A new collection of writings by Tibetans inside Tibet, including extracts from books that are banned by the Chinese government and work by writers now in prison, was launched today (October 18) by the International Campaign for Tibet at the Frankfurt International Book Fair, the biggest literary trade event in the world (details of event below). The Chinese government is Guest of Honour at this year’s fair (October 14-18), and has caused controversy by seeking to block dissident voices.
The new book, “Like Gold that Fears No Fire: New Writing from Tibet” features stories of imprisonment, interrogation, death and loss, as well as perspectives on a better future that reveal an unquenchable spirit and deeply-felt Tibetan identity. The stories, poems and essays in this rich and diverse collection focus on the experiences of Tibetans since a wave of overwhelmingly peaceful protests swept across Tibet from March 2008, to be met by a violent crackdown. Writers and artists are among hundreds of Tibetans who have faced torture and imprisonment for peaceful expression of their views.
In one book that was banned as soon as it was published in Tibet, a writer reflects: “In a year that turned out to be like a raging storm… how could we remain… in fear. [This work is] a sketch of history written in the blood of a generation.”
Since the protests began, the Chinese government has sought to cover up the disappearances and killings that have taken place across Tibet combined with a propaganda offensive against the exiled Tibetan leader, the Dalai Lama.
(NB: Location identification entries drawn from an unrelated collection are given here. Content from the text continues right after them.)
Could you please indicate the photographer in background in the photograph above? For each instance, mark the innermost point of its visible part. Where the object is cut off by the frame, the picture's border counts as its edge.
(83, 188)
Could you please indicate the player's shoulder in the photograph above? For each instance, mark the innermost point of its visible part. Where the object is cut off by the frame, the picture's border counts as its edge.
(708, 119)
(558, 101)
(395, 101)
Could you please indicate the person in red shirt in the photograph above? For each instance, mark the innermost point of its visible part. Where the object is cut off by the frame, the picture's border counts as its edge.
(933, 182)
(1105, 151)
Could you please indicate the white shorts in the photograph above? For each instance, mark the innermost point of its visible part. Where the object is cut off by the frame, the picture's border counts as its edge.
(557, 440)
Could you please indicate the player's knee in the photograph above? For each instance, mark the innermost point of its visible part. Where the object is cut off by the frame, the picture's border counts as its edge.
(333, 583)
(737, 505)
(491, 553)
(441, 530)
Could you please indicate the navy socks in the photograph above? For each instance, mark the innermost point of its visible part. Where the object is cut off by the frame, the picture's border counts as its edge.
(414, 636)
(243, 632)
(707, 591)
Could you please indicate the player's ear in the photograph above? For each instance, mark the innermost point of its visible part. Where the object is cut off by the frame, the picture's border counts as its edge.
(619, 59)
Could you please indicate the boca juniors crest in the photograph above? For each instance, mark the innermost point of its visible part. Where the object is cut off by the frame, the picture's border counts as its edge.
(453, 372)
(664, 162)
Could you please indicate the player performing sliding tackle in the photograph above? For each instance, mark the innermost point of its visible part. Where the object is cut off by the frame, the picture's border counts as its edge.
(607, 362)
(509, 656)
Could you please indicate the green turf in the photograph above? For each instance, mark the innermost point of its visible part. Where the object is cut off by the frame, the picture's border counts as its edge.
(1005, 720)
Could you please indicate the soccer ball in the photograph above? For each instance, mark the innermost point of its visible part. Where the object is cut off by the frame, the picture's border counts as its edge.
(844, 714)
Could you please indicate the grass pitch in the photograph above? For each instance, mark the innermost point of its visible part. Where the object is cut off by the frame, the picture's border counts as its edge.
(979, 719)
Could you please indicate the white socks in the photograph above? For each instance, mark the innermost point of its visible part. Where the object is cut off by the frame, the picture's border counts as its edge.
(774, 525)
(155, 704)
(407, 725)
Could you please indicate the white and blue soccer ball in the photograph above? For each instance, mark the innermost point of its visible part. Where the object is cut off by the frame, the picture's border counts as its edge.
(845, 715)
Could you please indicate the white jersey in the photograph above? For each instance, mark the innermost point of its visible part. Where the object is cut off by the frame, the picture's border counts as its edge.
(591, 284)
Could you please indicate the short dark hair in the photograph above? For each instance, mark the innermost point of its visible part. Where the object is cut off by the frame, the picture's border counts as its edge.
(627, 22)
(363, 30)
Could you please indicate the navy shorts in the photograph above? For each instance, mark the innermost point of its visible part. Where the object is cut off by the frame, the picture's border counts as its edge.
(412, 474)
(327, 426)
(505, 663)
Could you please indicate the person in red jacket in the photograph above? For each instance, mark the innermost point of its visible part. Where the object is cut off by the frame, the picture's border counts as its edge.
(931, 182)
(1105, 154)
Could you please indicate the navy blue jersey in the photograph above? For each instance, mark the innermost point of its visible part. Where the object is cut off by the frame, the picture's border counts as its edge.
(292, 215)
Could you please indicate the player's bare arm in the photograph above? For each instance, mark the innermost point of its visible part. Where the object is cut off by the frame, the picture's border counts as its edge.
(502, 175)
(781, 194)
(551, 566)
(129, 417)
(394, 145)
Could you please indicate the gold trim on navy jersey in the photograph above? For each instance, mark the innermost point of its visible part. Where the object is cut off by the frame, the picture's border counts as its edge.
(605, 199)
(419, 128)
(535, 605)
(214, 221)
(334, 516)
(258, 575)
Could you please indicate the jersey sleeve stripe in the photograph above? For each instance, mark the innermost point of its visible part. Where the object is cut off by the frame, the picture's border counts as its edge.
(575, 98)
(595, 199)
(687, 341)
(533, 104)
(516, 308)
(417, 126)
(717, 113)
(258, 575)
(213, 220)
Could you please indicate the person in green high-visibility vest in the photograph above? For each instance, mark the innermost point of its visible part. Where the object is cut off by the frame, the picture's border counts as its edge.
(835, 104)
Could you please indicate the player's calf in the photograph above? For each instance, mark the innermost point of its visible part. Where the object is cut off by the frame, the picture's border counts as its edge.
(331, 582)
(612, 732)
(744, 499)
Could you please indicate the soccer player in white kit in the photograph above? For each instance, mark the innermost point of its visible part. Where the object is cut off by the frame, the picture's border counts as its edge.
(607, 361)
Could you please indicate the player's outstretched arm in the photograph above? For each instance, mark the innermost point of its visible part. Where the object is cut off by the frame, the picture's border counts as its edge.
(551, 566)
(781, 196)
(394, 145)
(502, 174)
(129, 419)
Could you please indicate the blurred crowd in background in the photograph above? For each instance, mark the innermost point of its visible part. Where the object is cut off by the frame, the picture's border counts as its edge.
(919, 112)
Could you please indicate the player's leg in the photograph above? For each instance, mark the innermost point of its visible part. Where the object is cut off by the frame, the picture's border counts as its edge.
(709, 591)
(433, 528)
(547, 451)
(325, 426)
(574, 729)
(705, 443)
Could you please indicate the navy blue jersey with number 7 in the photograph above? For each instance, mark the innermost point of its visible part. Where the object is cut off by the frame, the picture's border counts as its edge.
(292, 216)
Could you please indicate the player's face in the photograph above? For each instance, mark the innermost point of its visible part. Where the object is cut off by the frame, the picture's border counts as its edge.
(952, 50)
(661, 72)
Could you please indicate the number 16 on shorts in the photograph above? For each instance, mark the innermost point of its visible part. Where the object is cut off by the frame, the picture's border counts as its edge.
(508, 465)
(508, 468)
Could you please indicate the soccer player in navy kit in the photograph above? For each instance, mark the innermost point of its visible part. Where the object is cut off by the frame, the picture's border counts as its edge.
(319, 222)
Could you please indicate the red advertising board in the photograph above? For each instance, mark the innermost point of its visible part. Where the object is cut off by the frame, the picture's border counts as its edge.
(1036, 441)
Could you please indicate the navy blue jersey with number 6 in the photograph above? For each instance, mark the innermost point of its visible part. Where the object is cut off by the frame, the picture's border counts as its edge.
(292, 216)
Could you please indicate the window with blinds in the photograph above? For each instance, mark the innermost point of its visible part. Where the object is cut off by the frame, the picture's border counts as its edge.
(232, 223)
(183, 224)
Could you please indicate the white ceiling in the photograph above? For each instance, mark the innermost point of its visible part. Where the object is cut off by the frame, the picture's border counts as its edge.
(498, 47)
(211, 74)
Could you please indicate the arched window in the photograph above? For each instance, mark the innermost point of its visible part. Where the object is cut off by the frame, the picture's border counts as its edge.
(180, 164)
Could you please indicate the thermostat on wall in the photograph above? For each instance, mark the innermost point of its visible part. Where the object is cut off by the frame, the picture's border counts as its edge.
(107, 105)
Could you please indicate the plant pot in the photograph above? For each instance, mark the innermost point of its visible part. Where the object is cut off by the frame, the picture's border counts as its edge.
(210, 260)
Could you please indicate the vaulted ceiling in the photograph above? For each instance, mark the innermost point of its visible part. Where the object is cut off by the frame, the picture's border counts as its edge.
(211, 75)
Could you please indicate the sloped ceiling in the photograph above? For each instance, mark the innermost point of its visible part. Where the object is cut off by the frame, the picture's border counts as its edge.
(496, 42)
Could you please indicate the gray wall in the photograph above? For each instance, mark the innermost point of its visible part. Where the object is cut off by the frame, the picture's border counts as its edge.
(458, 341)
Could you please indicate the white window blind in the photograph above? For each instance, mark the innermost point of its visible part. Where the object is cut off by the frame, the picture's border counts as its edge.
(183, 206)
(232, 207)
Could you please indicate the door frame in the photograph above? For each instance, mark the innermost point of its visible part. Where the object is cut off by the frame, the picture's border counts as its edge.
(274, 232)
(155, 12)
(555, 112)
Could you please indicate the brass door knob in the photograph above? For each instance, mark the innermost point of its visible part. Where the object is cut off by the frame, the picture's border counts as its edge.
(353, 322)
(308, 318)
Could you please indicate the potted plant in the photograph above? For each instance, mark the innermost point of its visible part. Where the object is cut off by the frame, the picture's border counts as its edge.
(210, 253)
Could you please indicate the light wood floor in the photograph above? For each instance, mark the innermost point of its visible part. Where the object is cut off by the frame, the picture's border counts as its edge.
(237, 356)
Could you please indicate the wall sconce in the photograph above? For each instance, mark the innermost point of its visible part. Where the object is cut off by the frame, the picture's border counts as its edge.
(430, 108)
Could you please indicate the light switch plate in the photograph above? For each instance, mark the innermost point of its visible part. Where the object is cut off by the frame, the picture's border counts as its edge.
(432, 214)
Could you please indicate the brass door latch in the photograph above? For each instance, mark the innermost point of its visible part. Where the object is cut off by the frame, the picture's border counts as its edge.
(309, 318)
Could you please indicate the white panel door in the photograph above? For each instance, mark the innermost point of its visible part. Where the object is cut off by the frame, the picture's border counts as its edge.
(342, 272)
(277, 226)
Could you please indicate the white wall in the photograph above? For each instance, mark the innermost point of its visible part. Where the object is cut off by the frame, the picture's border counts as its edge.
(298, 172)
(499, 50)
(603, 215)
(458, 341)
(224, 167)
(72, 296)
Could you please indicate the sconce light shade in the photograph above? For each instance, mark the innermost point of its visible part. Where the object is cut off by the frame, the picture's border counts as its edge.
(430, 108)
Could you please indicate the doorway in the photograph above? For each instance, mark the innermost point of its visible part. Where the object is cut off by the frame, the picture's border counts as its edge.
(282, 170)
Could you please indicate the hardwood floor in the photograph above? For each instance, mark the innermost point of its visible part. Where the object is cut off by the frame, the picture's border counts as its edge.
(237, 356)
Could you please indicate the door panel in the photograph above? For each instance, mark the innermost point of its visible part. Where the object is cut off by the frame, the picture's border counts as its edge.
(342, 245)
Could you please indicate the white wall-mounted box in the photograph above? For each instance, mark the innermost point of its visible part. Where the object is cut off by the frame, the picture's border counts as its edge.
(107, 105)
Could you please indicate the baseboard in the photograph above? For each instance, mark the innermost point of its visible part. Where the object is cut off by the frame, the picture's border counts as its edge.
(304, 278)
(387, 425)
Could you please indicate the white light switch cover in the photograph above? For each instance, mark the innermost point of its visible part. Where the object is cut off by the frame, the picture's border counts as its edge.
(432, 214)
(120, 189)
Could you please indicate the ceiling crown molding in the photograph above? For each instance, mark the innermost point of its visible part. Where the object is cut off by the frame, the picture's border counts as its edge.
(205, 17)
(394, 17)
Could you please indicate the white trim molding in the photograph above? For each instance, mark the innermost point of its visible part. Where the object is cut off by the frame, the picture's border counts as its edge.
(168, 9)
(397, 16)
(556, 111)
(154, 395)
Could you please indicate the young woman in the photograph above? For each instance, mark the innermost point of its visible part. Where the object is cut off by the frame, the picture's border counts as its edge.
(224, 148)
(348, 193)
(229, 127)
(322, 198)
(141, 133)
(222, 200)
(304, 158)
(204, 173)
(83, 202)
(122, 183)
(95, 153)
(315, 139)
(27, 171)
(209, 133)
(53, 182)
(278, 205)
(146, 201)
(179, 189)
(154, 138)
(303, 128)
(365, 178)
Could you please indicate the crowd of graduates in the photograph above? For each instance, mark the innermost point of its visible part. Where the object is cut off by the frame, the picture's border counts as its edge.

The Tibetan writers featured in the book, most of whom are still in Tibet and China, dare to challenge China’s official version of events representing a more profound challenge to the Communist government than ever before.
“Like gold that fears no fire” opens with an original article by the most well-known Tibetan writer Woeser, an accomplished poet and one of the most eloquent and fiercest analysts of Chinese oppression in Tibet. Woeser’s important and powerful article outlines the importance of story-telling for an oppressed people to affirm their history and identity. Woeser argues that the events of 2008 are as significant in contemporary Tibetan history as those of March 1959, when tensions against the Chinese presence in Tibet escalated into an uprising, and led to the Dalai Lama’s escape into exile.
Like Gold that Fears no Fire also features:
- Reflections on Tibetan identity today by a blogger: “[Tibetans] are no longer just trying to fit into the Chinese national story; instead they are creating their own. It is a new cultural moment… [young Tibetans] are starting to have the chance to be many things and at the same time still be Tibetan.”
- Powerful poetry by writers inside Tibet and in exile
- The diary of an interrogation by a Tibetan writer
- An essay by Tibetan scholar Lamajabb, who finds the cause of the protests that convulsed the plateau not in some phantom instigation of the ‘Dalai clique’ but “in the tragic Tibetan history that began in the 1950s and the shortcomings of China’s Tibet policy”
- Lyrics of a song by monks imprisoned in Tibet
- Contemporary art by Tibetan artists now in exile with commentary
- The first English translation of a section of a book by Tibetan author Dolma Kyab, serving ten and a half years in prison as a result of his manuscript
Launch of book at literary salon, Frankfurt, October 18
“Like Gold that Fears No Fire: New Writing from Tibet,” was launched at a literary salon organized by ICT on Sunday, October 18, featuring actor and activist Hannes Jaenicke and a Tibetan literature scholar. Venue: Frankfurt Book Fair, Forum Dialogue, 6.1. E 913.